Summary Index#

Building the Summary Index

List-based data structures.

llama_index.core.indices.list.GPTListIndex#

alias of SummaryIndex

llama_index.core.indices.list.ListIndex#

alias of SummaryIndex

llama_index.core.indices.list.ListIndexEmbeddingRetriever#

alias of SummaryIndexEmbeddingRetriever

llama_index.core.indices.list.ListIndexLLMRetriever#

alias of SummaryIndexLLMRetriever

llama_index.core.indices.list.ListIndexRetriever#

alias of SummaryIndexRetriever

class llama_index.core.indices.list.SummaryIndex(nodes: Optional[Sequence[BaseNode]] = None, objects: Optional[Sequence[IndexNode]] = None, index_struct: Optional[IndexList] = None, show_progress: bool = False, service_context: Optional[ServiceContext] = None, **kwargs: Any)#

Summary Index.

The summary index is a simple data structure where nodes are stored in a sequence. During index construction, the document texts are chunked up, converted to nodes, and stored in a list.

During query time, the summary index iterates through the nodes with some optional filter parameters, and synthesizes an answer from all the nodes.

Parameters
  • text_qa_template (Optional[BasePromptTemplate]) – A Question-Answer Prompt (see Prompt Templates). NOTE: this is a deprecated field.

  • show_progress (bool) – Whether to show tqdm progress bars. Defaults to False.

build_index_from_nodes(nodes: Sequence[BaseNode]) IS#

Build the index from nodes.

delete_nodes(node_ids: List[str], delete_from_docstore: bool = False, **delete_kwargs: Any) None#

Delete a list of nodes from the index.

Parameters

doc_ids (List[str]) – A list of doc_ids from the nodes to delete

delete_ref_doc(ref_doc_id: str, delete_from_docstore: bool = False, **delete_kwargs: Any) None#

Delete a document and it’s nodes by using ref_doc_id.

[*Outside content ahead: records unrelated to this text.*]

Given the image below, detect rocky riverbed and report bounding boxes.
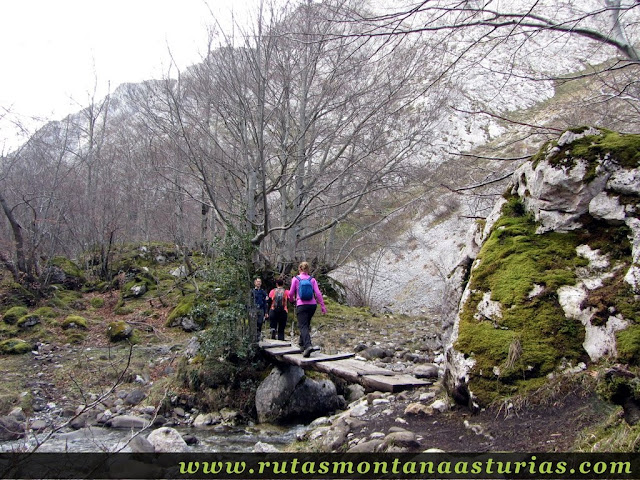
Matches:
[0,300,611,451]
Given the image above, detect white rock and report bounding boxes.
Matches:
[253,442,280,453]
[430,400,449,413]
[607,168,640,195]
[589,192,627,223]
[147,427,188,453]
[527,283,544,300]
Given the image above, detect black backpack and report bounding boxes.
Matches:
[273,287,286,312]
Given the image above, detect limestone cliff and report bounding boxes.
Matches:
[446,127,640,403]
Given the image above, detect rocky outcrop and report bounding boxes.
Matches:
[256,366,344,423]
[446,128,640,405]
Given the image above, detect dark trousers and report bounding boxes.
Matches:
[296,304,317,349]
[269,310,287,340]
[256,310,264,342]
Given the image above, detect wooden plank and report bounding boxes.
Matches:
[361,374,431,393]
[264,347,302,357]
[296,353,355,363]
[258,340,291,349]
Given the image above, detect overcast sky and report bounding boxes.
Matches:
[0,0,251,152]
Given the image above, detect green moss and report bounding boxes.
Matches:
[16,313,42,328]
[0,282,37,307]
[47,288,82,310]
[0,338,31,355]
[167,295,195,326]
[536,127,640,183]
[616,325,640,365]
[66,330,87,344]
[91,297,104,308]
[456,199,588,404]
[107,320,133,342]
[60,315,87,330]
[2,307,29,325]
[472,202,588,306]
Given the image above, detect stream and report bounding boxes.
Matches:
[0,425,306,453]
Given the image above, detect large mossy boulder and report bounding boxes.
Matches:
[41,257,86,290]
[0,282,38,307]
[445,128,640,405]
[107,320,134,342]
[256,365,344,424]
[60,315,87,330]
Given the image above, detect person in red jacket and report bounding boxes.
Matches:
[269,278,289,340]
[289,262,327,357]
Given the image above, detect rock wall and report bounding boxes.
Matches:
[445,128,640,402]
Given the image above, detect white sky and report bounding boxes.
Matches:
[0,0,254,153]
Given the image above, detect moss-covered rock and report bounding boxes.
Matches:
[0,338,31,355]
[16,313,42,329]
[455,202,586,404]
[447,127,640,404]
[47,287,82,310]
[616,324,640,365]
[167,295,195,327]
[107,320,134,342]
[0,282,38,307]
[42,257,86,290]
[60,315,87,330]
[2,307,29,325]
[33,307,58,318]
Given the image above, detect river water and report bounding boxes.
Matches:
[0,425,306,453]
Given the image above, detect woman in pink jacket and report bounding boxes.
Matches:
[289,262,327,357]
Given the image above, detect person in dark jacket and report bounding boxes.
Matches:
[269,278,289,340]
[253,278,269,342]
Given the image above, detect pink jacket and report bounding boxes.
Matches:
[289,273,327,313]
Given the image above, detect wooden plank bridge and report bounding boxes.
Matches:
[259,340,431,393]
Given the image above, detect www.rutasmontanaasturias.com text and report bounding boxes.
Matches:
[179,456,632,478]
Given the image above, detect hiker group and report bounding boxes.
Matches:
[253,262,327,357]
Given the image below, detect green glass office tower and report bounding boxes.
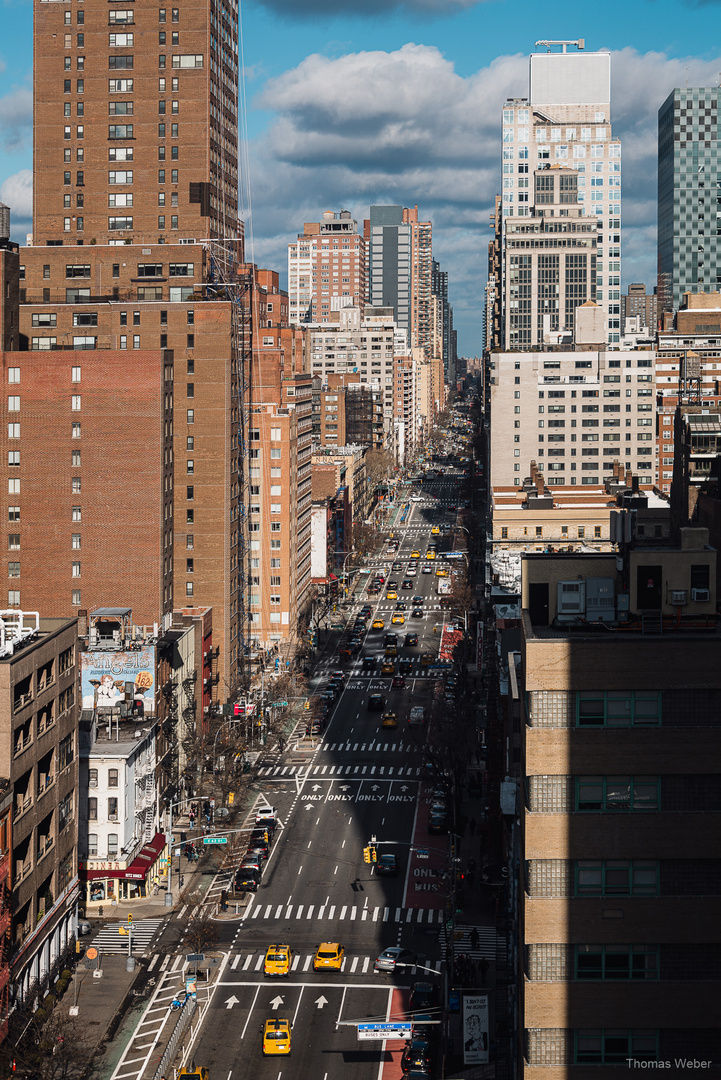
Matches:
[658,86,721,314]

classmethod from_documents(documents: Sequence[Document], storage_context: Optional[StorageContext] = None, show_progress: bool = False, callback_manager: Optional[CallbackManager] = None, transformations: Optional[List[TransformComponent]] = None, service_context: Optional[ServiceContext] = None, **kwargs: Any) IndexType#

Create index from documents.

Parameters

documents (Optional[Sequence[BaseDocument]]) – List of documents to build the index from.

property index_id: str#

Get the index struct.

insert(document: Document, **insert_kwargs: Any) None#

Insert a document.

insert_nodes(nodes: Sequence[BaseNode], **insert_kwargs: Any) None#

Insert nodes.

property ref_doc_info: Dict[str, RefDocInfo]#

Retrieve a dict mapping of ingested documents and their nodes+metadata.

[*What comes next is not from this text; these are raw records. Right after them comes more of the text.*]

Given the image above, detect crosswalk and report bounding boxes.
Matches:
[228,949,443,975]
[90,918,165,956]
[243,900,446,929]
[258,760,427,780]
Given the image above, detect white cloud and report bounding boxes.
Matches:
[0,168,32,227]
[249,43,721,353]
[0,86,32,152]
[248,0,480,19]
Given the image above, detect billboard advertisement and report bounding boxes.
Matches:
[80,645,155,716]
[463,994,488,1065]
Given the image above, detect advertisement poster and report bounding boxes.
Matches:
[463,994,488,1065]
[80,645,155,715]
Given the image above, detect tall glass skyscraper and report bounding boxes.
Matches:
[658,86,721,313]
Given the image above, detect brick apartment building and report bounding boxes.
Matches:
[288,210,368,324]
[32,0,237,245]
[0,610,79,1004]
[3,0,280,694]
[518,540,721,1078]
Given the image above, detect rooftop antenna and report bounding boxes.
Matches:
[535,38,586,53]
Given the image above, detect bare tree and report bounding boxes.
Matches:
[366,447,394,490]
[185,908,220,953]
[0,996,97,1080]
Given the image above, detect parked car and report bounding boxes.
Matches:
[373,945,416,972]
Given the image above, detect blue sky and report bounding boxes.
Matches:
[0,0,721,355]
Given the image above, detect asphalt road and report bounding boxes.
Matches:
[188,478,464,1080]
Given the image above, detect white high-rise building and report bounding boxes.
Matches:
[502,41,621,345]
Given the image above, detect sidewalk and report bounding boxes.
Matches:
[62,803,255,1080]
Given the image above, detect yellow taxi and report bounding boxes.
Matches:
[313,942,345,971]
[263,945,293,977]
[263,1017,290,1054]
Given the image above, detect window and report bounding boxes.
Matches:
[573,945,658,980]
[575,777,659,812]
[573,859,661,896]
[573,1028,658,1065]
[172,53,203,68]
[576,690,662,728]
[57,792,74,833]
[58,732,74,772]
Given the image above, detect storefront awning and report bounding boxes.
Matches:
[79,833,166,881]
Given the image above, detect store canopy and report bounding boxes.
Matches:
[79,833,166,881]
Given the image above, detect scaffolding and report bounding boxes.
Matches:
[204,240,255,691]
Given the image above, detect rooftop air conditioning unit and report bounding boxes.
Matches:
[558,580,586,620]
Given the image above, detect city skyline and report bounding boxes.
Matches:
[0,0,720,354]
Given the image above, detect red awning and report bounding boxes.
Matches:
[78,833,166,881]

refresh(documents: Sequence[Document], **update_kwargs: Any) List[bool]#

Refresh an index with documents that have changed.

This allows users to save LLM and Embedding model calls, while only updating documents that have any changes in text or metadata. It will also insert any documents that previously were not stored.

refresh_ref_docs(documents: Sequence[Document], **update_kwargs: Any) List[bool]#

Refresh an index with documents that have changed.

This allows users to save LLM and Embedding model calls, while only updating documents that have any changes in text or metadata. It will also insert any documents that previously were not stored.

set_index_id(index_id: str) None#

Set the index id.

NOTE: if you decide to set the index_id on the index_struct manually, you will need to explicitly call add_index_struct on the index_store to update the index store.

Parameters

index_id (str) – Index id to set.

update(document: Document, **update_kwargs: Any) None#

Update a document and it’s corresponding nodes.

This is equivalent to deleting the document and then inserting it again.

Parameters
  • document (Union[BaseDocument, BaseIndex]) – document to update

  • insert_kwargs (Dict) – kwargs to pass to insert

  • delete_kwargs (Dict) – kwargs to pass to delete

update_ref_doc(document: Document, **update_kwargs: Any) None#

Update a document and it’s corresponding nodes.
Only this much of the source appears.